ACL2025

In Search of the Lost Arch in Dialogue: A Dependency Dialogue Acts Corpus for Multi-Party Dialogues

Jon Z. Cai, Brendan King, Peyton Cameron, Susan Windisch Brown, Miriam Eckert, Dananjay Srinivas, George Arthur Baker, V. Kate Everson, Martha Palmer, James H. Martin, Jeffrey Flanigan

摘要

Understanding the structure of multi-party conversation and the intentions and dialogue acts of each speaker remains a significant challenge in NLP. While a number of corpora annotated using theoretical frameworks of dialogue have been proposed, these typically focus on either utterance-level labeling of speaker intent, missing wider context, or the rhetorical structure of a dialogue, losing fine-grained intents captured in dialogue acts.
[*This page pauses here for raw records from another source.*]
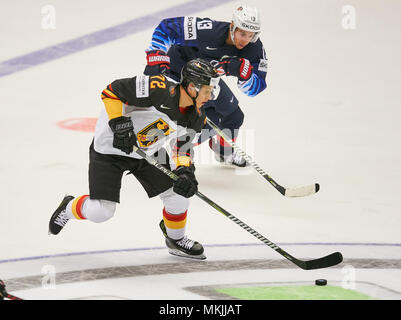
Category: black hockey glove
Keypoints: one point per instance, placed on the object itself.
(124, 136)
(186, 184)
(157, 62)
(237, 67)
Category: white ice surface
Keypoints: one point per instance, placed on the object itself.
(331, 114)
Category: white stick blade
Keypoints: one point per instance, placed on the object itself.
(302, 191)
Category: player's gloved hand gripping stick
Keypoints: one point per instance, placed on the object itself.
(324, 262)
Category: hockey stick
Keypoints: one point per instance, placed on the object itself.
(5, 294)
(324, 262)
(288, 192)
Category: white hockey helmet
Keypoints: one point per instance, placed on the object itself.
(248, 19)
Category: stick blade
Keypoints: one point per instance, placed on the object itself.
(324, 262)
(302, 191)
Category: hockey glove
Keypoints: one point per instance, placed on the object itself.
(237, 67)
(124, 136)
(157, 62)
(186, 184)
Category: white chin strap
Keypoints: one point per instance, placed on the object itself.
(232, 31)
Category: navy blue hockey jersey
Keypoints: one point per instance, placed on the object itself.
(205, 38)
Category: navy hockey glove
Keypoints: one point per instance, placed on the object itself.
(157, 62)
(186, 184)
(237, 67)
(124, 136)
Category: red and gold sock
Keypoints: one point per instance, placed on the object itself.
(76, 207)
(175, 224)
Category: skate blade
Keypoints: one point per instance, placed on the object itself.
(179, 253)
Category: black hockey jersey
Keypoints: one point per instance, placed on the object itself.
(152, 102)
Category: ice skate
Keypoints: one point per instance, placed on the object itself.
(183, 247)
(59, 218)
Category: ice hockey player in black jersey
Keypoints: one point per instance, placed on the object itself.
(234, 48)
(148, 112)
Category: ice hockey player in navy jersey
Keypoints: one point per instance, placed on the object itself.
(148, 112)
(234, 48)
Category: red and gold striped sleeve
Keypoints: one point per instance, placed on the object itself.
(113, 105)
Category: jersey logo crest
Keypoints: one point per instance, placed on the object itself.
(190, 28)
(153, 132)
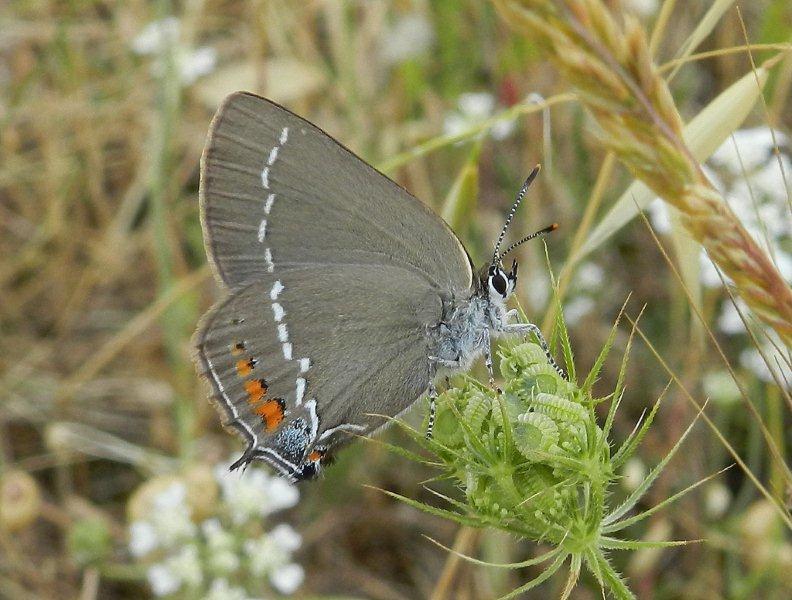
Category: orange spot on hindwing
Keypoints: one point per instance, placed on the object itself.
(271, 412)
(245, 366)
(256, 389)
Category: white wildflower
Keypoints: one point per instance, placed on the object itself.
(161, 39)
(194, 65)
(755, 190)
(162, 580)
(186, 565)
(220, 545)
(717, 498)
(589, 276)
(255, 493)
(408, 37)
(220, 590)
(472, 109)
(288, 578)
(748, 148)
(720, 386)
(476, 106)
(285, 537)
(271, 552)
(170, 516)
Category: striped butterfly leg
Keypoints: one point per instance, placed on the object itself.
(432, 410)
(488, 361)
(529, 328)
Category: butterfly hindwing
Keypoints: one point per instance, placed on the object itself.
(302, 359)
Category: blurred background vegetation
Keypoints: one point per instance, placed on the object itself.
(104, 107)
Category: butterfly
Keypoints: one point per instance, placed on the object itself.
(344, 294)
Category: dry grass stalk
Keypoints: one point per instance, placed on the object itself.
(608, 62)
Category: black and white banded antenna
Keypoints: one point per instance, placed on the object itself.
(543, 231)
(515, 206)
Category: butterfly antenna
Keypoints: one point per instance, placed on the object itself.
(547, 229)
(515, 206)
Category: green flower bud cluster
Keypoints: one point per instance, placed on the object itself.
(532, 460)
(524, 455)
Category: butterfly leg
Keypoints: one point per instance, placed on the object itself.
(488, 360)
(432, 409)
(528, 328)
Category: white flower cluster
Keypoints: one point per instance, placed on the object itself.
(225, 553)
(160, 38)
(746, 171)
(409, 36)
(472, 109)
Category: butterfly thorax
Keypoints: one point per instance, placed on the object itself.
(462, 335)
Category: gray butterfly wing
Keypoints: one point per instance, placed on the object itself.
(278, 193)
(299, 360)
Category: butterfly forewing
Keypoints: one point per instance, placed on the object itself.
(277, 193)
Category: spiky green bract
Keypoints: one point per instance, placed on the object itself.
(533, 461)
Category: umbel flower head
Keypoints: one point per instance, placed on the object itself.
(533, 461)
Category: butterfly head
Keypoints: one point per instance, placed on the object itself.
(499, 283)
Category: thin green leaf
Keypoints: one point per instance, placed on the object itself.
(636, 436)
(590, 556)
(600, 361)
(703, 135)
(526, 563)
(460, 201)
(616, 544)
(432, 510)
(544, 576)
(574, 574)
(704, 27)
(638, 492)
(619, 525)
(619, 389)
(613, 580)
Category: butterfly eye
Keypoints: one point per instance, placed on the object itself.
(498, 282)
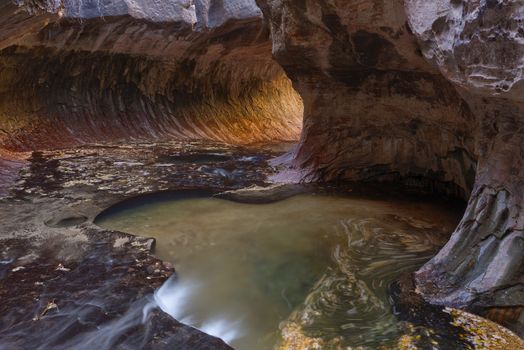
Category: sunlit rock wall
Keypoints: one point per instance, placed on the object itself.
(425, 93)
(479, 47)
(77, 73)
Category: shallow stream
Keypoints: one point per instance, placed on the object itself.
(313, 269)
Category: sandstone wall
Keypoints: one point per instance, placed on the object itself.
(425, 93)
(66, 81)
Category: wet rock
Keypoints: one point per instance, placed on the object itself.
(477, 47)
(142, 72)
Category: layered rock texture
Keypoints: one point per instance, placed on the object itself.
(84, 71)
(425, 93)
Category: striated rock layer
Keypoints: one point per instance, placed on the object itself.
(478, 46)
(139, 74)
(424, 93)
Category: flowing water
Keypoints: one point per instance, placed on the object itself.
(311, 270)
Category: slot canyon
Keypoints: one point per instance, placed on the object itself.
(261, 174)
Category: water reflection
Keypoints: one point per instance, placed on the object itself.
(311, 268)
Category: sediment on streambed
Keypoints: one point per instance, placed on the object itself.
(141, 80)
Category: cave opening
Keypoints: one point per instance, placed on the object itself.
(320, 148)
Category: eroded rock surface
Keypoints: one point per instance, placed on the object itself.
(425, 93)
(375, 110)
(478, 46)
(140, 75)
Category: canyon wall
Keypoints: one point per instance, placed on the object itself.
(84, 71)
(424, 93)
(428, 94)
(478, 46)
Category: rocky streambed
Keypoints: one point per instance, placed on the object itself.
(66, 282)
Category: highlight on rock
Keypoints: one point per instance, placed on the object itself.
(259, 174)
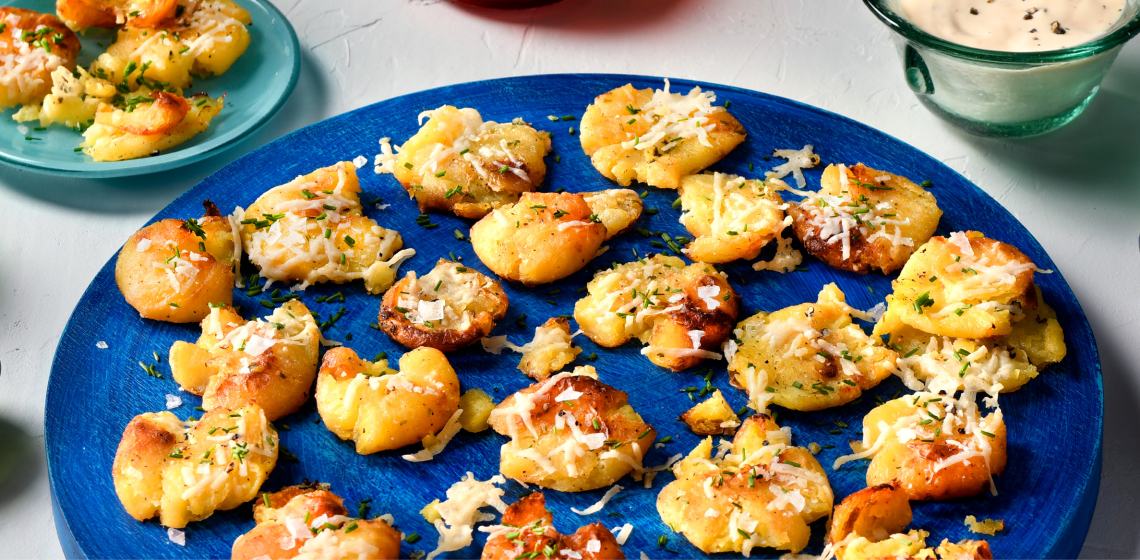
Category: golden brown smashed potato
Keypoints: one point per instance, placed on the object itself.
(381, 408)
(681, 311)
(268, 362)
(657, 137)
(528, 530)
(873, 513)
(570, 432)
(312, 229)
(965, 285)
(310, 521)
(731, 218)
(184, 472)
(154, 123)
(547, 236)
(864, 219)
(807, 357)
(459, 163)
(32, 46)
(447, 308)
(174, 270)
(931, 446)
(762, 493)
(542, 238)
(711, 416)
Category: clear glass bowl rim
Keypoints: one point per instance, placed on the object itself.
(896, 22)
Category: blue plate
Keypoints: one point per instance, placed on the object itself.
(1047, 494)
(255, 88)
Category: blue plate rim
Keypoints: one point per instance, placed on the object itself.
(1077, 518)
(178, 159)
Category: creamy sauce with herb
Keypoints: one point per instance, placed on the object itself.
(1015, 25)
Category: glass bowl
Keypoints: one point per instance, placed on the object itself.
(1004, 94)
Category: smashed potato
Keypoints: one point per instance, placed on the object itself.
(547, 236)
(542, 238)
(807, 357)
(931, 446)
(965, 285)
(447, 308)
(874, 513)
(459, 163)
(381, 408)
(268, 362)
(32, 46)
(657, 137)
(312, 229)
(731, 218)
(154, 123)
(310, 521)
(184, 472)
(205, 39)
(174, 270)
(711, 416)
(83, 14)
(528, 529)
(681, 311)
(570, 432)
(760, 492)
(864, 219)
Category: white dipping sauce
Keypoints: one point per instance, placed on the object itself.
(1015, 25)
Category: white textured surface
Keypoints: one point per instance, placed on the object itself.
(1077, 191)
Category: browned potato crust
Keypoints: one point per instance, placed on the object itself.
(654, 137)
(268, 362)
(683, 313)
(965, 285)
(38, 43)
(570, 432)
(762, 494)
(542, 238)
(185, 472)
(876, 513)
(311, 521)
(864, 219)
(448, 308)
(536, 533)
(173, 270)
(459, 163)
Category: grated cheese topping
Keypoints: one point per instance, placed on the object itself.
(675, 118)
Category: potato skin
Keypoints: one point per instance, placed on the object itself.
(911, 465)
(151, 129)
(941, 291)
(714, 497)
(312, 229)
(487, 164)
(479, 302)
(537, 431)
(542, 238)
(273, 538)
(731, 218)
(778, 362)
(887, 203)
(278, 378)
(159, 464)
(59, 43)
(178, 290)
(608, 122)
(610, 315)
(874, 512)
(537, 533)
(382, 410)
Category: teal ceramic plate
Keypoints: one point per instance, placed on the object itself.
(255, 88)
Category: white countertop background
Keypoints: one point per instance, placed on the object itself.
(1077, 191)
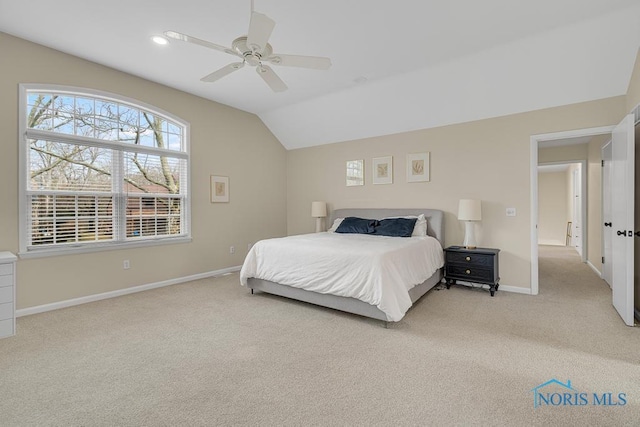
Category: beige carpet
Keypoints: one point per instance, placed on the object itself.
(210, 353)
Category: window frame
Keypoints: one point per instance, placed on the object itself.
(23, 170)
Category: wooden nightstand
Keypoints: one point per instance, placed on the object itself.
(478, 265)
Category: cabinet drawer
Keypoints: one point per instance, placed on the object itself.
(469, 273)
(6, 269)
(6, 310)
(6, 328)
(6, 280)
(475, 259)
(6, 294)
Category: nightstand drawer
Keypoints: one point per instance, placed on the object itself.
(482, 260)
(470, 273)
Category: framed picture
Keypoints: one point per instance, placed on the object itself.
(418, 167)
(355, 172)
(219, 189)
(383, 170)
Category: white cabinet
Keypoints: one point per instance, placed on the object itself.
(7, 294)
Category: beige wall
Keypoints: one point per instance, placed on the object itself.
(552, 208)
(224, 141)
(633, 99)
(633, 91)
(487, 159)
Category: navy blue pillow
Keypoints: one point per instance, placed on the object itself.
(352, 224)
(396, 227)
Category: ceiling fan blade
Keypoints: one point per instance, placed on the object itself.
(190, 39)
(314, 62)
(224, 71)
(260, 28)
(271, 78)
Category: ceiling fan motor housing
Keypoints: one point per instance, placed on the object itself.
(251, 56)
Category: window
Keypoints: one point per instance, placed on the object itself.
(99, 171)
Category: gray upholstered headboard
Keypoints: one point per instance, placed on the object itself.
(435, 217)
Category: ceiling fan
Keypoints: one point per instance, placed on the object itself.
(254, 50)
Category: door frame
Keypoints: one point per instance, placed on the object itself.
(606, 266)
(533, 167)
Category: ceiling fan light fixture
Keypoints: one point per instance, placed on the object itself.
(159, 40)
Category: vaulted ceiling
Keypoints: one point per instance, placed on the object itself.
(396, 65)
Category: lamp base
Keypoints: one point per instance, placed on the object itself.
(469, 235)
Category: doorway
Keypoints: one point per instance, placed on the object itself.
(553, 140)
(562, 190)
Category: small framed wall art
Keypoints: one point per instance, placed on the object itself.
(219, 189)
(355, 172)
(418, 167)
(383, 170)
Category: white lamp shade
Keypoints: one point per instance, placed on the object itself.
(318, 209)
(469, 210)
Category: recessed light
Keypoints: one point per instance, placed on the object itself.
(159, 40)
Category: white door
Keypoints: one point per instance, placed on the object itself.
(607, 229)
(576, 239)
(622, 198)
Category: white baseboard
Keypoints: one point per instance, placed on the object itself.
(121, 292)
(514, 289)
(593, 267)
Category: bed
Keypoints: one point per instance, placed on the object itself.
(308, 273)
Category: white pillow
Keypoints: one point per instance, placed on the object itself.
(420, 229)
(335, 225)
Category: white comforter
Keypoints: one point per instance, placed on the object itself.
(378, 270)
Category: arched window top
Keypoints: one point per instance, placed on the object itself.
(102, 116)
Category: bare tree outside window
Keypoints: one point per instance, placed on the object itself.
(93, 163)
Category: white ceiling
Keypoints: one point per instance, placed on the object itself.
(397, 66)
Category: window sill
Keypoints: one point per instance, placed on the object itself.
(71, 250)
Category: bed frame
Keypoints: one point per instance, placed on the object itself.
(435, 228)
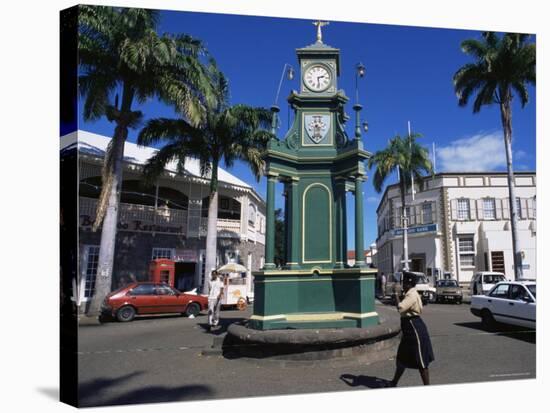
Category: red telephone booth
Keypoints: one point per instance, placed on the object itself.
(162, 270)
Recently, the Dependency Dialogue Acts (DDA) framework has been proposed for modeling both the fine-grained intents of each speaker and the structure of multi-party dialogues (Cai et al., 2023) . However, there is not yet a corpus annotated with this framework available for the community to study. To address this gap, we introduce a new corpus of 33 English language dialogues with over 9,000 utterance units, densely annotated using the Dependency Dialogue Acts (DDA) framework.Our dataset spans four genres of multi-party conversations from different modalities: (1) physics classroom discussions, (2) engineering classroom discussions, (3) board game interactions, and (4) written online game chat logs. Each session is doubly annotated and adjudicated to ensure high-quality labeling. We present a description of the dataset and annotation process, an analysis of speaker dynamics enabled by our annotation, and a baseline evaluation of LLMs as DDA parsers. We discuss the implications of this dataset for understanding dynamics between speakers and for developing more controllable dialogue agents.